Bem, essa seria uma perspectiva ideal para um
mundo justo, onde a arte fosse tratada livremente, sem nenhuma ação mafiosa em seus
bastidores, no entanto, no mundo real e cruel em que vivemos, não é assim que o
dito, “show Business” opera, isso é patente.
Bem, o filme
“FM” tem os seus méritos, apesar da premissa irreal.

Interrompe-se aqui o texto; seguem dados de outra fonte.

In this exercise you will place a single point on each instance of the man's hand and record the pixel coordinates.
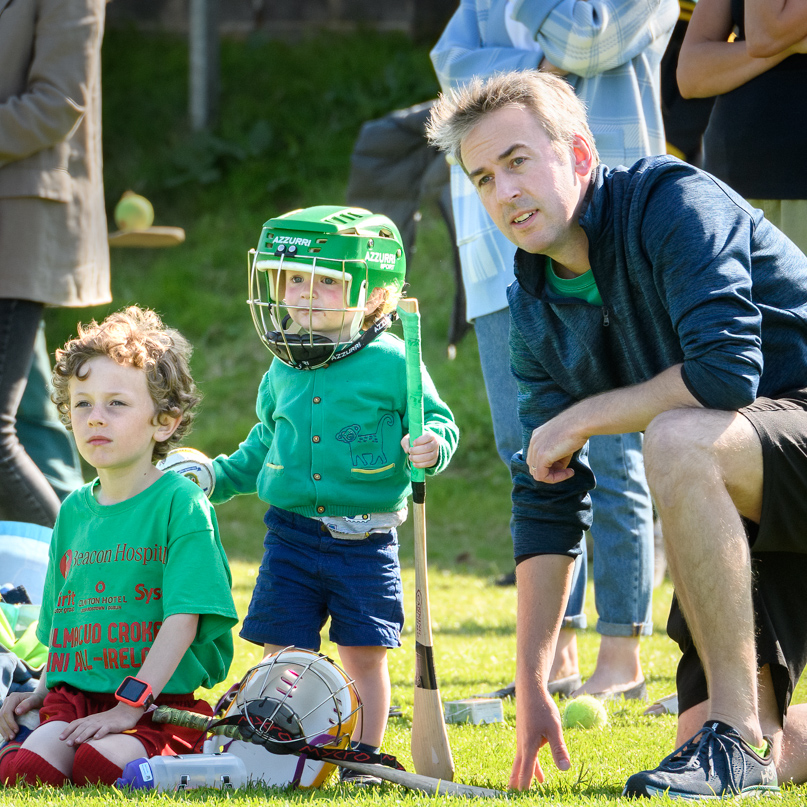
(424, 452)
(15, 705)
(551, 449)
(93, 727)
(537, 723)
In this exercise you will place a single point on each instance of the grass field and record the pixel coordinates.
(290, 114)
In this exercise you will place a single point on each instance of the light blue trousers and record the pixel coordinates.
(623, 511)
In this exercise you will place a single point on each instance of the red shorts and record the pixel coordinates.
(66, 704)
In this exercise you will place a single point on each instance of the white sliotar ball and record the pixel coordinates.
(192, 464)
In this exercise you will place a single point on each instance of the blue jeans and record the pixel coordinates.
(623, 513)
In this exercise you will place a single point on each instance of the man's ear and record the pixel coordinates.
(167, 423)
(583, 156)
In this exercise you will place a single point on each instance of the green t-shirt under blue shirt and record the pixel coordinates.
(580, 286)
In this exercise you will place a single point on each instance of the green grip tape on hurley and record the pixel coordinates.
(410, 319)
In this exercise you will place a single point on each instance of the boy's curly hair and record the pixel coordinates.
(135, 337)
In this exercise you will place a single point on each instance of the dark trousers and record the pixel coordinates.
(25, 494)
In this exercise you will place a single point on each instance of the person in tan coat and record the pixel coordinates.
(53, 230)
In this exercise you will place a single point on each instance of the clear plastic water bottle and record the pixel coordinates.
(185, 772)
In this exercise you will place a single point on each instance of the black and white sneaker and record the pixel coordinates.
(714, 764)
(349, 777)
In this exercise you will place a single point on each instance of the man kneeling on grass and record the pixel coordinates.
(693, 329)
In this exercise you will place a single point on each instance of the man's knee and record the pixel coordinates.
(672, 442)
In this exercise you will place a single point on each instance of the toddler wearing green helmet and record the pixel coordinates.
(330, 450)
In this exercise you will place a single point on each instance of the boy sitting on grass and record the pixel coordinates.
(137, 606)
(331, 444)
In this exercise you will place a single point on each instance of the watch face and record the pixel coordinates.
(131, 689)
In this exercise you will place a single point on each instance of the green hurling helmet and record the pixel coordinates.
(312, 276)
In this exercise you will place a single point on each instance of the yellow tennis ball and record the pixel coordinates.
(133, 212)
(584, 712)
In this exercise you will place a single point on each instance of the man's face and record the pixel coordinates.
(530, 187)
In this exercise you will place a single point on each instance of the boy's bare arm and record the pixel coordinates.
(17, 704)
(173, 640)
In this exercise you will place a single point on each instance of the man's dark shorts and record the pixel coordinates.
(778, 556)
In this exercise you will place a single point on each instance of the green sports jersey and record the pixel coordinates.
(116, 572)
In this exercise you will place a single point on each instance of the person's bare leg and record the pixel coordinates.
(690, 721)
(618, 666)
(792, 764)
(367, 666)
(705, 470)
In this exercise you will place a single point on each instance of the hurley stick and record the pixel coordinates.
(431, 751)
(413, 781)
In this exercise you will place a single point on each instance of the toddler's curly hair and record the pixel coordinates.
(135, 337)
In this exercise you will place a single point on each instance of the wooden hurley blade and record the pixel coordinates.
(431, 751)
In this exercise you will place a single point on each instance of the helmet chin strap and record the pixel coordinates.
(288, 342)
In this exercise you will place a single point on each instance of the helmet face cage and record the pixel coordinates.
(339, 253)
(303, 693)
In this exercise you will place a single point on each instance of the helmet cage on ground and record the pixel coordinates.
(303, 693)
(351, 246)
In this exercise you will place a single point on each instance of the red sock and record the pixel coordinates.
(90, 767)
(8, 764)
(26, 766)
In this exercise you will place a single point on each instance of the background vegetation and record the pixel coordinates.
(290, 114)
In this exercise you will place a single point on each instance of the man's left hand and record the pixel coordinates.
(551, 449)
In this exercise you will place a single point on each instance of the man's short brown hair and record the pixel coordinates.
(552, 101)
(134, 337)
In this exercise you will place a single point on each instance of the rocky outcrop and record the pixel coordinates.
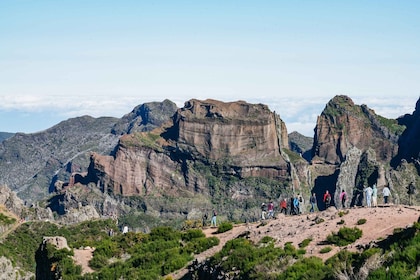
(48, 267)
(409, 148)
(31, 163)
(343, 125)
(246, 133)
(145, 117)
(10, 200)
(8, 271)
(347, 176)
(246, 139)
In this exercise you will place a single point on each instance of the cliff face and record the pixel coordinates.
(243, 139)
(343, 125)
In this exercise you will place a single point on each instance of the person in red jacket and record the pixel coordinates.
(327, 199)
(283, 206)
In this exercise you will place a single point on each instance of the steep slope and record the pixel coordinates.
(301, 144)
(31, 163)
(5, 135)
(353, 148)
(409, 148)
(212, 153)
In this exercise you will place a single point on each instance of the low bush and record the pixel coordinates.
(325, 250)
(224, 226)
(361, 221)
(344, 236)
(305, 242)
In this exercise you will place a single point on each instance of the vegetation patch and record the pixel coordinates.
(224, 226)
(361, 221)
(325, 250)
(6, 220)
(305, 242)
(344, 236)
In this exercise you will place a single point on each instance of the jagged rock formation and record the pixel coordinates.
(8, 271)
(343, 125)
(31, 163)
(145, 117)
(46, 266)
(301, 144)
(244, 136)
(358, 146)
(10, 200)
(5, 135)
(198, 156)
(409, 148)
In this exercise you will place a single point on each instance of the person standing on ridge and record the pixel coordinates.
(301, 203)
(343, 198)
(283, 206)
(386, 192)
(312, 200)
(368, 192)
(270, 209)
(263, 210)
(213, 219)
(327, 199)
(374, 196)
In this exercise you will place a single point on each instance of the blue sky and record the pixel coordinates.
(62, 59)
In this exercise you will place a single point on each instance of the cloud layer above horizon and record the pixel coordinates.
(35, 113)
(62, 59)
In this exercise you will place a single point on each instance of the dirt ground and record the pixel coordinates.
(380, 222)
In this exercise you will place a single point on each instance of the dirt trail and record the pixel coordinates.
(82, 257)
(380, 223)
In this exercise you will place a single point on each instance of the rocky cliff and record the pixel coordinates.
(31, 164)
(353, 148)
(343, 125)
(203, 155)
(245, 138)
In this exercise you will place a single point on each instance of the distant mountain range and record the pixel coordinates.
(160, 163)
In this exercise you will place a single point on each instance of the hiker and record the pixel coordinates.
(205, 219)
(301, 203)
(213, 219)
(270, 209)
(411, 188)
(283, 206)
(374, 196)
(312, 200)
(368, 192)
(292, 210)
(343, 198)
(386, 192)
(296, 205)
(327, 199)
(263, 210)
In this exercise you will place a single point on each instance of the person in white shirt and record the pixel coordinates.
(386, 192)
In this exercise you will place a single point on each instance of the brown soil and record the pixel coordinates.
(380, 223)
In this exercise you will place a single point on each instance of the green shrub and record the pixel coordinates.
(224, 226)
(361, 221)
(305, 242)
(344, 236)
(98, 261)
(6, 220)
(325, 250)
(192, 234)
(267, 239)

De fato, qualquer órgão de
comunicação que observa uma linha editorial engessada, imposta pela sua cúpula administrativa
e coadunada com o sistema, pode contar eventualmente entre os seus quadros, com
funcionários idealistas que não concordam com esse tipo de conluio vergonhoso,
isso é um fato, daí ser injusto não observar a ressalva de que certos
jornalistas/radialistas não são exatamente canalhas por trabalharem em órgãos
com esse tipo de conduta não ilibada, mas apenas estão ali a preservarem os seus
respectivos empregos, para pensar na subsistência de suas próprias famílias, ou
seja, é no mínimo discutível colocar tais profissionais no mesmo balaio formado
por dirigentes inescrupulosos e contumazes em sua ação predatória.
A história do
filme é essa, em suma. Uma emissora localizada em Los Angeles (“QSKY” FM), ao
final dos anos setenta, tem em sua gerência, um idealista, chamado: Jeff Dugan
(interpretado por Michael Brandon). Ele comanda uma equipe de locutores com
estilos diferentes de ação ao microfone, mas todos a mostrar-se bem à vontade
para expressarem-se com autonomia e liberdade.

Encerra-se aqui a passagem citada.